The importance of museum collections has been highlighted before in this blog. It is nice that scientists other than morphologists have discovered their value and coined the term museomics for studies of DNA from ancient specimens. Those in the current study ranged from 28 to 121 years old. The oldest specimen from the Raffles Museum of Biodiversity Research is contemporaneous with those collected by Hubrecht for his study of the fetal membranes and now housed at Museum für Naturkunde in Berlin. 

Evolution of altriciality

Kangaroo Joey inside the pouch
Photo by Geoff Shaw, Zoology, Melbourne, Australia CC BY-SA 3.0)

Marsupials and so-called placental mammals share a common ancestor yet pursue very different reproductive strategies. This led Ingmar Werneberg and colleagues to ask what reproduction was like in the common ancestor of marsupials and placentals (here).
They sampled data from the literature and examined specimens in the Hill and Hubrecht Collections at Museum für Naturkunde in Berlin. (In published sources they found examination of photographs and drawings more reliable than verbal descriptions.) There is a huge data set in the Supporting Information.

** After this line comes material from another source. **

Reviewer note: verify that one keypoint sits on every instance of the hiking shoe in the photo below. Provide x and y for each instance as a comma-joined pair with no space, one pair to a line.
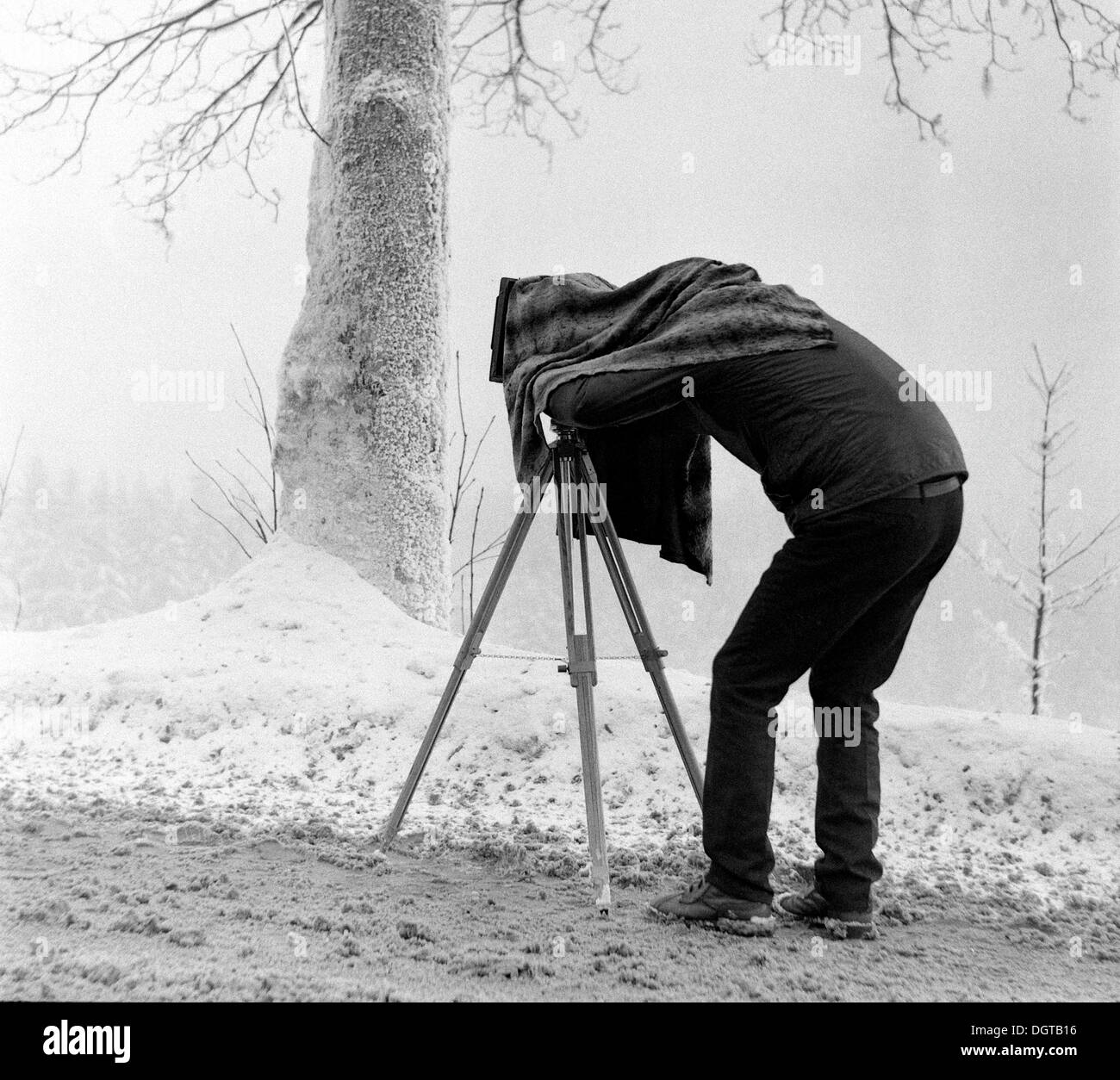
704,903
812,908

Altricial and precocial neonates exemplified by the
mouse (above) and guinea pig

It was estimated that the last common ancestor of placental mammals had a gestation of around 4 months and a litter of 3-5 young. The newborn were altricial and had closed eyes and almost naked skin at birth. The precocial lifestyle of hoofed mammals and the guinea pig is a derived feature (previous post). The newborn of marsupials are, of course, highly altricial.

A reconstruction was attempted of the neonate of the therian ancestor. This suggested it was anatomically more like extant placentals than extant marsupials. In contrast, the preweaning period was very long compared to intrauterine gestation and thus infancy in this ancestor was more marsupial-like. The relative timing of eye opening was between that of placental and marsupial mammals. Gestation lasted 31 days in this hypothetical ancestor. It was reduced to 21 days in the marsupial lineage while increasing fourfold in the placental lineage.